Citi zwalnia? To doskonale!
- Utworzono: czwartek, 06, grudzień 2012 09:28
W środę wydawało się, że w USA gracze kolejny raz będą musieli zdecydować, czy ważniejsze są dobre nastroje panujące na świecie i niezłe dane makro publikowane w Chinach (indeks PMI dla usług nad poziomem 50 pkt.) oraz w USA, czy polityczne strachy. Okazało się, że nie musieli wybierać, bo dane były niezłe (o czym niżej), a politycy tym razem pomagali bykom. Szkodził im tylko spadek ceny Apple (o tym też niżej).

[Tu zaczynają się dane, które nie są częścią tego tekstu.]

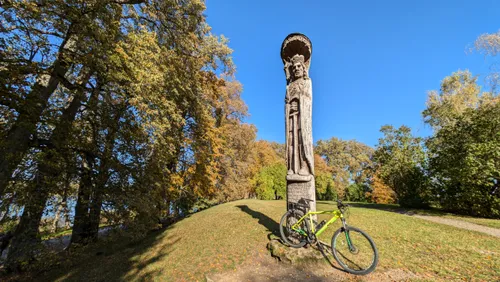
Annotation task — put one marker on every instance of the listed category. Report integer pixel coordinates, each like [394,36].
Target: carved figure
[298,113]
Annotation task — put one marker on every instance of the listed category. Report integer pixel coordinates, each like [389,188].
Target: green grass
[223,237]
[494,223]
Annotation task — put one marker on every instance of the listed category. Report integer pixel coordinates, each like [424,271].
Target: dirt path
[461,224]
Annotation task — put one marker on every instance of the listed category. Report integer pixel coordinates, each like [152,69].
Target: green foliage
[355,193]
[324,187]
[271,182]
[400,158]
[465,162]
[348,161]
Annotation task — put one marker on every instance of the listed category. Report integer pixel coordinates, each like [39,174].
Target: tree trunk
[26,235]
[57,216]
[17,141]
[25,243]
[81,225]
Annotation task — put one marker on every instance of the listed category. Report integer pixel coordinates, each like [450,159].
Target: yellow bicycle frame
[336,215]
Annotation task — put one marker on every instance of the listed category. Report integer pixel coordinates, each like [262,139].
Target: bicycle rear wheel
[293,238]
[354,250]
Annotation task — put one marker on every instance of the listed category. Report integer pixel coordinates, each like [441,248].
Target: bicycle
[352,248]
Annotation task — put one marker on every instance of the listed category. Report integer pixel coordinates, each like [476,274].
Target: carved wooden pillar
[296,53]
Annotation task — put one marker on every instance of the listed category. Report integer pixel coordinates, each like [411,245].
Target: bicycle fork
[347,237]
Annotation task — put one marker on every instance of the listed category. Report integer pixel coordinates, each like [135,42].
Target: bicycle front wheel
[354,250]
[293,238]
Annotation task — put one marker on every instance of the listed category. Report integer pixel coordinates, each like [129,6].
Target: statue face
[298,70]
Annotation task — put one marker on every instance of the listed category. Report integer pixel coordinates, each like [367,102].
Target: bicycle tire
[290,237]
[362,264]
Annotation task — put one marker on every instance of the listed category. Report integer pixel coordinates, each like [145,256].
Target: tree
[271,182]
[121,97]
[349,162]
[465,162]
[380,192]
[323,180]
[489,44]
[400,159]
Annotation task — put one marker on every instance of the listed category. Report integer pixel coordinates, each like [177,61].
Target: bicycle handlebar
[341,205]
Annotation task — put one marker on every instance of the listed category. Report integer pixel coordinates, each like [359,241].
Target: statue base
[297,188]
[299,178]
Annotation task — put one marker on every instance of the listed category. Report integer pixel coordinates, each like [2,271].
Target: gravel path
[461,224]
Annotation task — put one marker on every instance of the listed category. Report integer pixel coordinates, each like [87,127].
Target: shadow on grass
[269,223]
[118,259]
[273,227]
[398,209]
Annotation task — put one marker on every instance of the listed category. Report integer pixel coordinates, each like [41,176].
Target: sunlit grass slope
[223,237]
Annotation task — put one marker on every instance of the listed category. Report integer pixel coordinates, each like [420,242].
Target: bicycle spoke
[354,251]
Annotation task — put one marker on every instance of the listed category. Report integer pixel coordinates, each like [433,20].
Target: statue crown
[297,59]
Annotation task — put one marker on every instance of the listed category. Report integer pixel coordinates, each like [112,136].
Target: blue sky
[372,64]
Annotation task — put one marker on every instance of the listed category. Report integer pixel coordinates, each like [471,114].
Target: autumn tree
[116,96]
[461,143]
[323,180]
[349,162]
[400,159]
[380,192]
[489,45]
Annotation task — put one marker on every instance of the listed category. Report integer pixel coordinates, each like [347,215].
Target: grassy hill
[227,236]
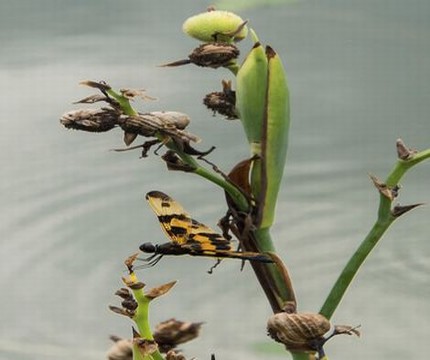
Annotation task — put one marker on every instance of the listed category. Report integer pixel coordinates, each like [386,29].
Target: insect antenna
[211,270]
[150,261]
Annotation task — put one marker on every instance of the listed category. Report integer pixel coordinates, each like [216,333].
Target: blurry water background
[71,211]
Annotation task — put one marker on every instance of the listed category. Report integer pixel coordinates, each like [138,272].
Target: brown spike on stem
[399,210]
[403,152]
[177,63]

W sprawie klifu fiskalnego wypowiedział się kolejny raz prezydent Obama. Powiedział, że porozumienie, które rozwiąże problem klifu fiskalnego może być zwarte w ciągu tygodnia. Okazało się też, że nie tylko Tea Party doprowadza do rozłamu wśród Republikanów. Duża ich grupa podpisała list wzywając do kompromisu z Demokratami. W środę sytuacja na tym polu zmieniła się więc diametralnie. I tak może się to zmieniać z dnia na dzień.
Amerykańskie dane makro były generalnie niezłe. Listopadowy indeks ISM dla sektora usług wyniósł 54,7pkt.(oczekiwano spadku z 54,2 na 53,5 pkt.). Raport o październikowych zamówieniach w przemyśle USA był lepszy od oczekiwań. Spodziewano się, że po dużym wzroście we wrześniu zamówienia nie wzrosną, a tymczasem wzrosły o 0,8 proc. m/m.

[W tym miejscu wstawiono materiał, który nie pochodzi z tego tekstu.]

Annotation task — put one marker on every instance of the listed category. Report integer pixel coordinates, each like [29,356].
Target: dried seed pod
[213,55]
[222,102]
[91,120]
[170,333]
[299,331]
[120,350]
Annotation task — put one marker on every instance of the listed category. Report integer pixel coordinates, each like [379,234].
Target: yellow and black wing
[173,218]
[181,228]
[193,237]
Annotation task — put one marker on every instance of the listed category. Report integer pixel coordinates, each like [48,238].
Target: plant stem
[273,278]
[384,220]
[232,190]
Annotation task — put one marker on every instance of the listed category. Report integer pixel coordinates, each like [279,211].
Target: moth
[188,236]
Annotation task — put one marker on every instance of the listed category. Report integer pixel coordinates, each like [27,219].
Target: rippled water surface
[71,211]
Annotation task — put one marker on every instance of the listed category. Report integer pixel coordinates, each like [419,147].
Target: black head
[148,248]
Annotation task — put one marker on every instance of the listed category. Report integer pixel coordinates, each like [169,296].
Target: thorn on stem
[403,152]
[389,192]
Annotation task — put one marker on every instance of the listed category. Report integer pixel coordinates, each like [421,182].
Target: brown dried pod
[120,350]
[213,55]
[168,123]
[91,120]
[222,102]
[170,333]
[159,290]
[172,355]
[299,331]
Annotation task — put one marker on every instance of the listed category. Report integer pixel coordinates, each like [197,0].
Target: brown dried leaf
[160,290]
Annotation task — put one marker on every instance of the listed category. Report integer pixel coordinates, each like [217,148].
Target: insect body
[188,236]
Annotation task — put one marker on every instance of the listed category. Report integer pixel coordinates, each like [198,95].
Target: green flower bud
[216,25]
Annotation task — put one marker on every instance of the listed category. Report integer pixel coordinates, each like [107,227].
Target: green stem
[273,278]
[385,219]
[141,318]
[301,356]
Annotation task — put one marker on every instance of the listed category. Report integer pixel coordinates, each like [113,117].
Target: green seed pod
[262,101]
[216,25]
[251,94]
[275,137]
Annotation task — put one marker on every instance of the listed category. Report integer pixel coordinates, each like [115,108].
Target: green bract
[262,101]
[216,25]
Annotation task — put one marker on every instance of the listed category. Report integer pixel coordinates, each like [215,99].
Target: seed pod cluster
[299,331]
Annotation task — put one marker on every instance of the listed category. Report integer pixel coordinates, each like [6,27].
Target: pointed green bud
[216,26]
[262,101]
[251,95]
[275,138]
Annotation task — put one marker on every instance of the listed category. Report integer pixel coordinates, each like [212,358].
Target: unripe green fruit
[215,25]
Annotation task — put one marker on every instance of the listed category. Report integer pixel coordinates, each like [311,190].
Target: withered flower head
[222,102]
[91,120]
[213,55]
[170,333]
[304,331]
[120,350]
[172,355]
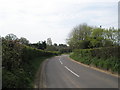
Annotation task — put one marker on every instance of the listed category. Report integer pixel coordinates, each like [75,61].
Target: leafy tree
[23,40]
[11,37]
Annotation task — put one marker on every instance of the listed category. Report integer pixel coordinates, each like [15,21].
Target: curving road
[61,72]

Gorzej było na rynku pracy. ADP opublikował też swój raport o listopadowej zmianie zatrudnienia w sektorze prywatnym. Spodziewano się, że zatrudnienie wzrośnie o 125 tys. ADP twierdzi, że wzrosło o 118 tys. Gracze czekali na piątkowy, oficjalny raport z rynku pracy, a dane ADP często się od niego różnią, więc dużej reakcji nie było. Poza tym twierdzono, że to huragan Sandy odpowiada za słabe dane. To ważne, bo gdyby w piątek opublikowano tez słabe dane to mogą zostać zlekceważone.
Indeksy giełdowe rozpoczęły sesję od spadku. Powodem był przede wszystkim Apple tracący blisko 5 procent. Podobno powodem spadku było to, że sprzedaż smartfonów w tym kwartale jest gorsza niż rok temu. Jest to nadal (mimo ponad 20 procent spadku w ostatnich miesiącach) bardzo przewartościowana firma. Po 2,5 godzinach handlu indeksy zawróciły.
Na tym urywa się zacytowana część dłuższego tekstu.